Anyone having/had trouble catching the Blowfish?

Any tips? It's the only one I'm missing in my ocean dex so far.

I understand it's just a rare fish, but would you recommend catching it in the village ocean or island ocean?


----------



## sn0wxyuki (Feb 17, 2014)

ME ME ME!!!!!!!!!!!!!!!!! I never catch one == no matter how...and that eye-popped fish =3= too

- - - Post Merge - - -

I think certain fishes only can be catch in your town unless it stated all year in island =x


----------



## Dewy (Feb 17, 2014)

Ugh, I had trouble with this one too. :c
I don't think it's possible to catch one off the island coast, so fish in the village ocean. And I'm pretty sure you can only catch it past 9 PM. It's about the size of a horse mackerel or dab.

Good luck!


----------



## Rosalina (Feb 17, 2014)

You can only catch them from November to the end of February, so you can't go to the island. I didn't have much difficulty catching it.


----------



## Adore (Feb 17, 2014)

I got one first try when I was searching for one o-o
It's like the shadow of a dab, so medium-ish to small. Somewhere around that I think. Good luck


----------



## Mayor Jamal (Feb 17, 2014)

Blow Fish come out at an odd time of 9PM and shadow size in the water is medium, so just look for a medium sized at 9PM and you should be good


----------



## oath2order (Feb 18, 2014)

You'd think they'd make it a round shadow.


----------



## sn0wxyuki (Feb 18, 2014)

Guess once 9pm hit my town I will catch whatever shadow I see, if is not what I want I can just sell it to retails once my bag full =x


----------



## Annabat (Feb 18, 2014)

The Pop Eyed goldfish I got. It kinda made me scratch my head when I caught it though. Keep trying!

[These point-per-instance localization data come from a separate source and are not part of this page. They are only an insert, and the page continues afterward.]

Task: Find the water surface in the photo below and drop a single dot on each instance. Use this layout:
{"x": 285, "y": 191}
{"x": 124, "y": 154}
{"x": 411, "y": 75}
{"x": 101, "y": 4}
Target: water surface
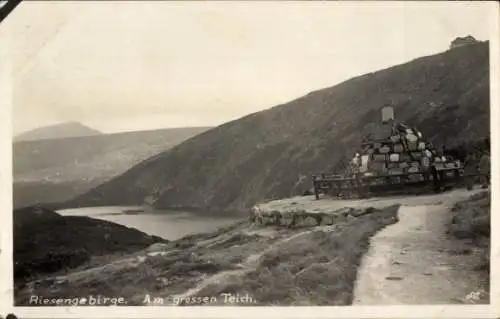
{"x": 170, "y": 225}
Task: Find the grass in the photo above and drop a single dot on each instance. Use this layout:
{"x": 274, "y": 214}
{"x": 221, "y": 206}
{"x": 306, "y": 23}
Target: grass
{"x": 471, "y": 221}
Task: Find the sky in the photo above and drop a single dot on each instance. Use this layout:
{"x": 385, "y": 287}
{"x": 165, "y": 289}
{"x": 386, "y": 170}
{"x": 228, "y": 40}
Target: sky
{"x": 126, "y": 66}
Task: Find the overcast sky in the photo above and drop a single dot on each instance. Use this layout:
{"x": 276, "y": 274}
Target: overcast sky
{"x": 123, "y": 66}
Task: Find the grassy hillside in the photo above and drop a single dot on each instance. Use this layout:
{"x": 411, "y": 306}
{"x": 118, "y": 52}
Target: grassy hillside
{"x": 45, "y": 242}
{"x": 70, "y": 129}
{"x": 54, "y": 170}
{"x": 272, "y": 153}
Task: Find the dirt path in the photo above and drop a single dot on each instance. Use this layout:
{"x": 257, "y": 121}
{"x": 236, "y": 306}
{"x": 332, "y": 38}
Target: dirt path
{"x": 414, "y": 261}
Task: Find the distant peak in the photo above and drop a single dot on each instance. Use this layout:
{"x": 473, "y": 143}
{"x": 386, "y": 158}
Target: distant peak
{"x": 60, "y": 130}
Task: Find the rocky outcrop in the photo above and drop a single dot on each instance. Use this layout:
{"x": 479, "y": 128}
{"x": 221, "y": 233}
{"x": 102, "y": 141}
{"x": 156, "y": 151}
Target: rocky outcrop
{"x": 458, "y": 42}
{"x": 302, "y": 217}
{"x": 46, "y": 242}
{"x": 265, "y": 155}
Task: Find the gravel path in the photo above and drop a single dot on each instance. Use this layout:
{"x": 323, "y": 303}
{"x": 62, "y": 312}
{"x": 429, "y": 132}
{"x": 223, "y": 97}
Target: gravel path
{"x": 415, "y": 262}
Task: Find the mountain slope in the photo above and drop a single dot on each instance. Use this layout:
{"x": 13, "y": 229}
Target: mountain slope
{"x": 272, "y": 153}
{"x": 69, "y": 129}
{"x": 54, "y": 170}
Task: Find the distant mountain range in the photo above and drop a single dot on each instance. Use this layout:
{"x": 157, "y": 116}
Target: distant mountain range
{"x": 58, "y": 169}
{"x": 272, "y": 154}
{"x": 69, "y": 129}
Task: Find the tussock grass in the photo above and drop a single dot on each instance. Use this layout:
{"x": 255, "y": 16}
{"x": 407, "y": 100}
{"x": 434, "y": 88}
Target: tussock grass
{"x": 316, "y": 268}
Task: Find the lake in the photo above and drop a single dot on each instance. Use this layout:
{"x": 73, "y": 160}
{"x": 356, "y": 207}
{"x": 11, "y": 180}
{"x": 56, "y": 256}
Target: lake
{"x": 169, "y": 225}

Also- thanks for the size of shadow reference. I'll continue questing in the village ocean for this fish!


----------



## KarlaKGB (Feb 18, 2014)

Is it only out at 9pm?


----------



## Mayor Jamal (Feb 18, 2014)

its from 9pm-4am


----------



## Tiffany (Feb 18, 2014)

I didn't have any trouble catching the blowfish. I remember it being fairly easy.


----------



## meo (Feb 18, 2014)

I think I've caught it...I'm having more trouble getting the stringfish than anything. ;_;
Figures, out of all the river fish, Merengue would ask for one that's worth 15,000.


----------



## Mayor Jamal (Feb 18, 2014)

those come out after 4 and are pretty rare but you'll know when you find one as soon as you see it's shadow in the river.


----------



## meo (Feb 18, 2014)

NekoSuke said:


> those come out after 4 and are pretty rare but you'll know when you find one as soon as you see it's shadow in the river.



Yeah, I know the time period they're out but still had no luck fishing for almost two hours...
So sadly she never got her fish.


----------



## Mayor Jamal (Feb 18, 2014)

Oh well, better luck next time hopefully.


----------



## Neriifur (Feb 18, 2014)

I've caught one once.. it's just really rare o_o  My only tip is persistence.


----------



## Annabat (Feb 19, 2014)

This post was an accident, please ignore it. 

(dont know how to delete posts yet)

Thanks again to all of those who are helping me. I'm still trying.


----------